México.- El 20 de junio el Comando Cibernético del Ejército de Estados Unidos (Uscybercom) lanzó sendos ataques digitales contra el sistema informático militar y los servicios de inteligencia de Irán. La intrusión fue en respuesta al derribo de un dron de vigilancia estadunidense la víspera y el ataque precedente a dos barcos petroleros en el golfo de Omán.

Haciendo alarde de humanitarismo, el presidente Donald Trump anunció que había autorizado esta operación cibernética en sustitución de un ataque convencional con misiles, porque le dijeron que el último podría causar hasta 150 bajas y él no quería “ni matar a iraníes ni a nadie a menos que sea absolutamente necesario”.

En consecuencia no hubo víctimas mortales, pero los virus lanzados habrían dejado fuera de funcionamiento los sistemas que controlan el lanzamiento de misiles por parte de la Guardia Revolucionaria, la fuerza de élite del régimen iraní a la que Washington cataloga como “terrorista”.

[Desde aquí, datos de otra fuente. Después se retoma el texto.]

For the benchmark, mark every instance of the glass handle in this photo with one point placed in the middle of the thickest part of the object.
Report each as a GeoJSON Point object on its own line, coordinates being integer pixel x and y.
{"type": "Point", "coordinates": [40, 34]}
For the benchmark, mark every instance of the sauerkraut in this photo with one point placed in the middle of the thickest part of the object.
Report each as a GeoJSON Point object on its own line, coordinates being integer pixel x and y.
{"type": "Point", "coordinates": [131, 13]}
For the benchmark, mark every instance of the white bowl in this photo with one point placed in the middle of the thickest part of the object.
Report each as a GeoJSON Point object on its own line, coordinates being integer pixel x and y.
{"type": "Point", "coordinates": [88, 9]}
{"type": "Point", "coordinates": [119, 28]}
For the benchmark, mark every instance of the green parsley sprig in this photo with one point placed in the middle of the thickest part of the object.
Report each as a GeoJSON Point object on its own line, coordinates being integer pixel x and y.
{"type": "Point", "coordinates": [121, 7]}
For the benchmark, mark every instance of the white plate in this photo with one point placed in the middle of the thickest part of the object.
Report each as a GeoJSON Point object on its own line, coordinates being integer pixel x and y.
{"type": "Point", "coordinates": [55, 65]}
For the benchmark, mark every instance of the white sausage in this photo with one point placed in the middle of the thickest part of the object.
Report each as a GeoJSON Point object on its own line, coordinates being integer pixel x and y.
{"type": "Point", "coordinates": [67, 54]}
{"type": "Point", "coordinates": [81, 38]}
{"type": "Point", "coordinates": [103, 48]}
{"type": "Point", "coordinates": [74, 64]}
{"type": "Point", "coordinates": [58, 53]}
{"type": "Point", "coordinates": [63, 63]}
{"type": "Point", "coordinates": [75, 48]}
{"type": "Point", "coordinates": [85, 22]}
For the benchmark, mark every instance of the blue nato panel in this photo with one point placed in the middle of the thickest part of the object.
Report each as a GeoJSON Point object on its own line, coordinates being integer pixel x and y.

A través de su ministro de Telecomunicaciones, Mohammad Javad Azari-Jahromi, la república islámica se apresuró a informar que el ciberataque estadunidense “no ha tenido éxito”, y añadió que tan sólo el año pasado Irán “neutralizó 33 millones de intrusiones de esta naturaleza con su cortafuegos”.

En realidad si la asonada digital fue efectiva o no sólo se podría verificar en el momento en que Teherán intentara lanzar un misil, y los únicos en saberlo serían los iraníes. Pero la agencia Associated Press aseguró que Irán desconectó de internet y protegió gran parte de su infraestructura militar y de inteligencia, después de que en 2010 ésta se viera afectada por un virus de creación conjunta Estados Unidos-Israel: Stuxnet.

En junio de 2012 y después de 18 meses de investigación y entrevistas a exfuncionarios y personal militar retirado de Estados Unidos, Europa e Israel, el corresponsal en Washington de The New York Times, David E. Sanger, publicó un adelanto de su libro Confront and Conceal: Obama’s Secret Wars and Surprising Use of American Power, en el que revelaba que un virus conocido como Stuxnet había sido infiltrado en la planta nuclear iraní de Natanz, no sólo para impedir la fabricación de armas atómicas, sino para disuadir a Israel de lanzar un ataque preventivo contra Irán.